Konstantopoulos, who participated in Emerson’s LA program, shared Correa’s sentiments.
“Even now, people I connected with there are supporting my projects and I’m supporting theirs,” Konstantopoulos said. “It’s just a really good community and support network.”
“Re/Collection” is being worked on by a mostly female crew, a conscious decision from both Correa and Konstantopoulos.
“It was just something we wanted to do,” said Konstantopoulos. “We wanted to support women in filmmaking.”
“A lot of sets are dominated by this boy’s club mentality and I’ve always been a huge proponent of women directors and I think women tend to be in more producorial roles.” Correa said.
Aside from the $5000 grant awarded by the Sun Valley Film Festival, “Re/Collection” is entirely financed through Kickstarter. As of this week, Correa and Konstantopoulos reached their goal of $20,000. The directors have been working with a producer in Los Angeles and one in Idaho.

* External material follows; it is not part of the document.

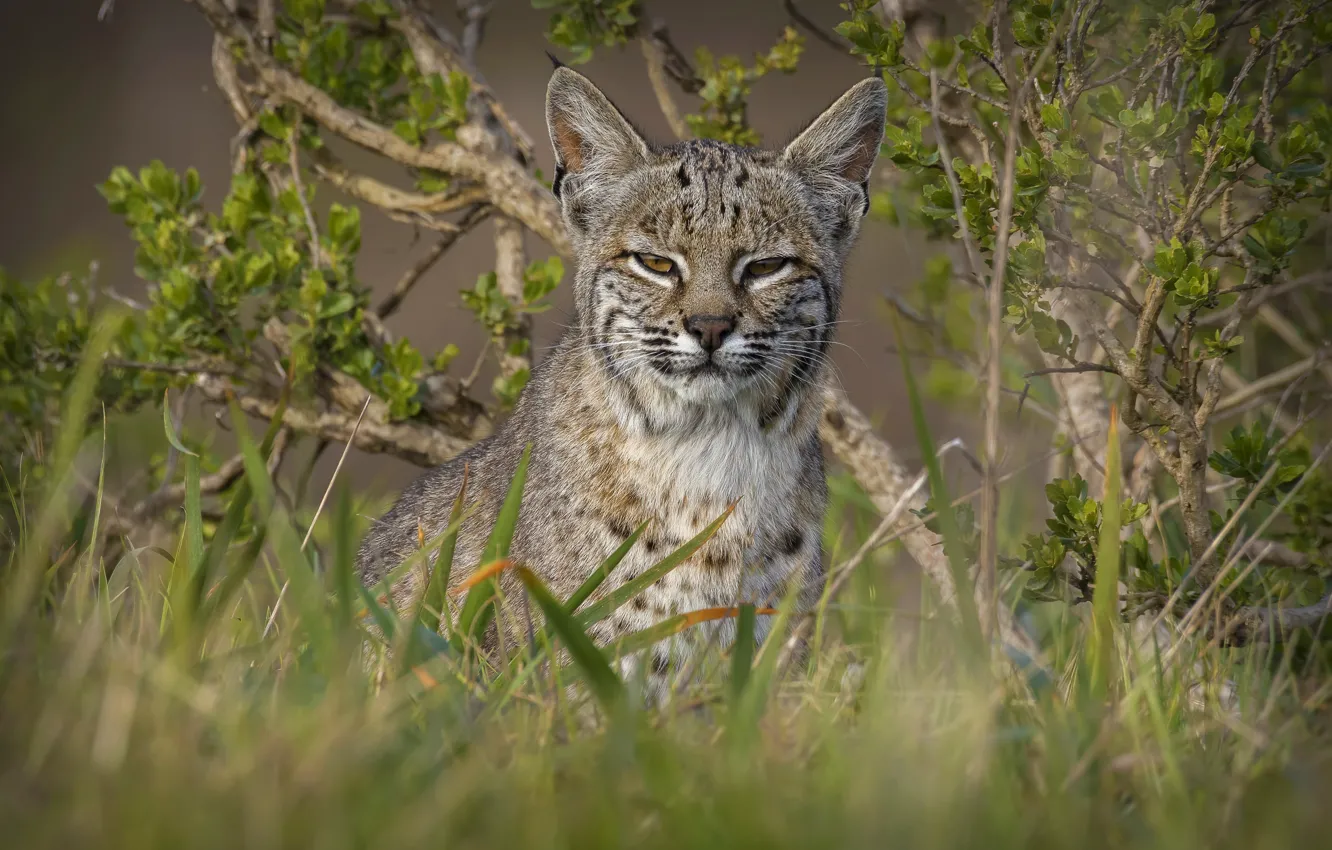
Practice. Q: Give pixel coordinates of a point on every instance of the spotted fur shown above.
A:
(630, 419)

“We started the production process before we finalized funding,” Correa said. “Casting, location scouting, production design, mood boards, all that has been happening. Now that we have the funds, we can lock in location, crew rates, things like that.”
“The film community in Idaho has been so great and supportive in helping us. You can really tell that they want to help foster creativity.” Konstantopoulos said.
For the most part, the duo said, the process has been going smoothly.
“There are always some unexpected things that come up,” Konstantopoulos said. “But nothing too crazy.”
“Really the only challenging thing has been handling pre-production in LA when everything is being shot in Idaho,” Correa said. “PR has also been difficult but Eva and the rest of our team have done such an amazing job at doing all the outreach for our Kickstarter.”
Both directors are most excited about their collaboration efforts coming through.
“The fact that Eva and I are working together so closely, it really shows through,” said Correa.